Hannie Rayson’s play starts and ends at the funeral of its main male character, Professor Peter George, with his three wives seated behind the casket. Between, 30 years of his life and times are played out as the incorrigible lover of ideas and idealists fights his public battles while losing his private ones.
After introductions are made by family friend, Duffy (Malcolm Walton), the great man himself (Ernie Tinesz) launches into a passionate monologue to set the stage for the next two and a half hours. Or that is what Mr Tinesz was meant to do. However, large chunks of it were somewhat fluffed and that vital zone of connection between audience and actors that is necessary upfront to make a production work was never much formed.
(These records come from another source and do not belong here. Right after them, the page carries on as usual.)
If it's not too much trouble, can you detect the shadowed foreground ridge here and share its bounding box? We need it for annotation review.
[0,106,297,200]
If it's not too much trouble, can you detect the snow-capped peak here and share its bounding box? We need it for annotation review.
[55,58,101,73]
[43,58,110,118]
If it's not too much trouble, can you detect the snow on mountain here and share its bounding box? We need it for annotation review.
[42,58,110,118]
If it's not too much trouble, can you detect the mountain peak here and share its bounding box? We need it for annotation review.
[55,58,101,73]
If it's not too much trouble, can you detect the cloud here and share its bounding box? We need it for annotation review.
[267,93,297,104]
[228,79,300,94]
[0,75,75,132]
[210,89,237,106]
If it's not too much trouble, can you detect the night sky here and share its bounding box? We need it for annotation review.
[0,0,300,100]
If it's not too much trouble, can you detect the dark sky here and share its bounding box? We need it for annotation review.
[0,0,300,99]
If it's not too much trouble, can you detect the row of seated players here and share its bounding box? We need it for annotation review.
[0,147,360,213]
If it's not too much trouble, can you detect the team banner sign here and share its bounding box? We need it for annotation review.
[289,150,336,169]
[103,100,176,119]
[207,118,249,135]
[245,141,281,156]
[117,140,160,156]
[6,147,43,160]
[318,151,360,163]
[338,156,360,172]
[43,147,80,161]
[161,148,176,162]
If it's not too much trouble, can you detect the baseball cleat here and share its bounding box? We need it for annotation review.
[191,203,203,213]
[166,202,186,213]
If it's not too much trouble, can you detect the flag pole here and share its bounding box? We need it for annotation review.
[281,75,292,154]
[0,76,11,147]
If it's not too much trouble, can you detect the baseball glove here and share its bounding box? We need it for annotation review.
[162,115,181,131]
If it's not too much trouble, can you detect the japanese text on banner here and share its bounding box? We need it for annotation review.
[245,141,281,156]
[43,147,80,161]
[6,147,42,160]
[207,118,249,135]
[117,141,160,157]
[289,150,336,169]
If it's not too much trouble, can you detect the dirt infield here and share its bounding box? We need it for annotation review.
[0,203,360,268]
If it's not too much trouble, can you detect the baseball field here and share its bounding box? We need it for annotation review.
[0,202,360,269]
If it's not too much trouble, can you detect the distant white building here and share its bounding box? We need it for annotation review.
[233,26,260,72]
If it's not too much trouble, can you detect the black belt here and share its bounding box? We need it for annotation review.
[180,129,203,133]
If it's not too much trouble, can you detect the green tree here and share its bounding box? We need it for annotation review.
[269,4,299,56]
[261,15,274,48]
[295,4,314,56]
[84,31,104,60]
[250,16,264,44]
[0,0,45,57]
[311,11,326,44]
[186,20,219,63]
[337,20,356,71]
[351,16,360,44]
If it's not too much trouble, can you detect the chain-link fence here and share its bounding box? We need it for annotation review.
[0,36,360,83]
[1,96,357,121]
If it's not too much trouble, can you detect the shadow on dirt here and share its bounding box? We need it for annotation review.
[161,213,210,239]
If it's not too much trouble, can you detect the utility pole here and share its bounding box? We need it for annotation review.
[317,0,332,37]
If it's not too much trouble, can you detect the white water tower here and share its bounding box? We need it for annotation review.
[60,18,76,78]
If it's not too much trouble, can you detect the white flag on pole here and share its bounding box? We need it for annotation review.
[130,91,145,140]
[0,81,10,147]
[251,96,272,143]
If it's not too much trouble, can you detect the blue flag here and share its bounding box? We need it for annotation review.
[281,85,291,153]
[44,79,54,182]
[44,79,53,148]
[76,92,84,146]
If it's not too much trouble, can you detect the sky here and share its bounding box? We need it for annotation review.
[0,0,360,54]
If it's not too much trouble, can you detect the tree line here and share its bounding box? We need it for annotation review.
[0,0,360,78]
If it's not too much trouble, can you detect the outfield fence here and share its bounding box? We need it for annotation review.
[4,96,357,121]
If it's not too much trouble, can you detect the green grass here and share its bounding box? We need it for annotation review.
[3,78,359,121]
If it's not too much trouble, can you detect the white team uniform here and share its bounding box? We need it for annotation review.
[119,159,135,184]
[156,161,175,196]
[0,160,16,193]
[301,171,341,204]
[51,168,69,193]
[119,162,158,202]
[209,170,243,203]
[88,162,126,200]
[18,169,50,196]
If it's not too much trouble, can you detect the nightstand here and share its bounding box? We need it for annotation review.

Not that the players of the three females who had been longest in Prof George’s life did not work stupendously to repair the damage. Shona Benson as Beatrix, George’s first wife who gave up a career to be with her man and was then betrayed was joined by Shelley Hampton (as Lindsay, his second wife), a manipulative and bulldozing creature of academia and Miriam Keane as Ana, George’s and Beatrix’s daughter who even at the end of her twenties suffered greatly from her views of parental neglect and sense of inadequacy, and together managed to get things going again.
Each did praise worthy efforts in their respective roles and held the show together.
The problem of an actor losing their lines is an occupational hazard and criticism of such an event ought to be prefaced always by the phrase ‘there but for the grace of God go I.’ But here however, there seemed most ample evidence that Mr Tinesz simply was grossly underprepared, often it seemed reading his lines on the stage itself, and, as a result, the important nuances of his work that would help build his character in the minds of his audience were also lost.
Life After George is also an extra challenge for a director. John Graham does an excellent job of working his stage with minimal resources and props. However, completing some 31 scenes without one’s main memory being that of actors peeling off to the wings was probably beyond the assets at his disposal, especially in the lighting department.
One can only hope that Professor George gets his act together a whole lot better as the season progresses but as mentioned the work of the three ladies referred to is worth the visit.